Notice that the two pipeline results claim to have taken more CPU time (user+sys) than real wall-clock time. This is because I’m using the shell (bash)’s built-in ‘time’ command, which is cognizant of the pipeline; and I’m on a multi-core machine where separate processes in a pipeline can use separate cores, accumulating CPU time faster than realtime. Using /usr/bin/time I see smaller CPU time than realtime — showing that it can only time the single pipeline element passed to it on its command line. Also, the shell’s output gives milliseconds while /usr/bin/time only gives hundredths of a second.

So at the efficiency level of `wc -l`, the `cat` makes a huge difference: 409 / 283 = 1.453 or 45.3% more realtime, and 775 / 280 = 2.768, or a whopping 177% more CPU used! On my random it-was-there-at-the-time test box.

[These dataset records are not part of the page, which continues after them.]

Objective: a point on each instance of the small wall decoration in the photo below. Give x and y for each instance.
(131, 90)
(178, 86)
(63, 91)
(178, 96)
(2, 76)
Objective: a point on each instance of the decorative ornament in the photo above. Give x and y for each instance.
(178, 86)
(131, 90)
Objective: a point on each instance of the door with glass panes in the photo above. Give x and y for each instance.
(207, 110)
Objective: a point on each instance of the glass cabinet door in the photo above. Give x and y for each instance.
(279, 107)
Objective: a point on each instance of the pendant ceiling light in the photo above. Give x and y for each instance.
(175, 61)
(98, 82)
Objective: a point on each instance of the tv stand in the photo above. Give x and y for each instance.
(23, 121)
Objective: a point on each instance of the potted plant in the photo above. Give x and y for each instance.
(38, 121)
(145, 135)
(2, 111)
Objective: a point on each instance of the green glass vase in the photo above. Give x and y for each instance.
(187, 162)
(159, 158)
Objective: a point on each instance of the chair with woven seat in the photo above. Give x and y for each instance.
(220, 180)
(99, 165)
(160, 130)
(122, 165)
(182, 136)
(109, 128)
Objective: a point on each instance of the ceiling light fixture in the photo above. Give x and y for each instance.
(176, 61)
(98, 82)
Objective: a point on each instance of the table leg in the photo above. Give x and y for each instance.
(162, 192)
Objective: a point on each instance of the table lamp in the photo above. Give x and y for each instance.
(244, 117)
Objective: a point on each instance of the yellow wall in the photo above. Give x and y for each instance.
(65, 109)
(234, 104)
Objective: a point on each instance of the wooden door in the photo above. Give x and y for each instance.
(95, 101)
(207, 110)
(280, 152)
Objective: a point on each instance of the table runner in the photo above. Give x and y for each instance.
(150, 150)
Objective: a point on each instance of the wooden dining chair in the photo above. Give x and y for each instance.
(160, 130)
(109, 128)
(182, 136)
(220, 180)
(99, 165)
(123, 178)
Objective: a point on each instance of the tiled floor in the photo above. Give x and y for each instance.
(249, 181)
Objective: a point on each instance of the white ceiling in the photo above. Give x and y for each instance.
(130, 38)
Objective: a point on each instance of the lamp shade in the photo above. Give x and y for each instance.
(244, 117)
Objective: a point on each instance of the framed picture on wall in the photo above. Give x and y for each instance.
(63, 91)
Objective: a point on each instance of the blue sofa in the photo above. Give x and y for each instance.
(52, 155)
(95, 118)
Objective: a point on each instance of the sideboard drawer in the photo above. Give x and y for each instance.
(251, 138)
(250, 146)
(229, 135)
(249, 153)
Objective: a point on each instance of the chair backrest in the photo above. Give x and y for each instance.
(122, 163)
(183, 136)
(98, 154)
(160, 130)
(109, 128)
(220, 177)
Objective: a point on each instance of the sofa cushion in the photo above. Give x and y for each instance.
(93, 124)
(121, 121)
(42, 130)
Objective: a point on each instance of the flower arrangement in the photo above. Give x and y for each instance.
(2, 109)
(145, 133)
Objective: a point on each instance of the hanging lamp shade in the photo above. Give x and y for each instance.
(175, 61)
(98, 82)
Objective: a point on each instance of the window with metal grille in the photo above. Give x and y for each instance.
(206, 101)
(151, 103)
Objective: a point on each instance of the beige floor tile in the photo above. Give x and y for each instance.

I should add that there is at least one other significant difference between these styles of testing, and I can’t say whether it is a benefit or fault; you have to decide this yourself:

When you run `cat big_file | /usr/bin/time my_program`, your program is receiving input from a pipe, at precisely the pace sent by `cat`, and in chunks no larger than written by `cat`.

When you run `/usr/bin/time my_program < big_file`, your program receives an open file descriptor to the actual file. Your program — or in many cases the I/O libraries of the language in which it was written — may take different actions when presented with a file descriptor referencing a regular file. It may use mmap(2) to map the input file into its address space, instead of using explicit read(2) system calls. These differences could have a far larger effect on your benchmark results than the small cost of running the `cat` binary.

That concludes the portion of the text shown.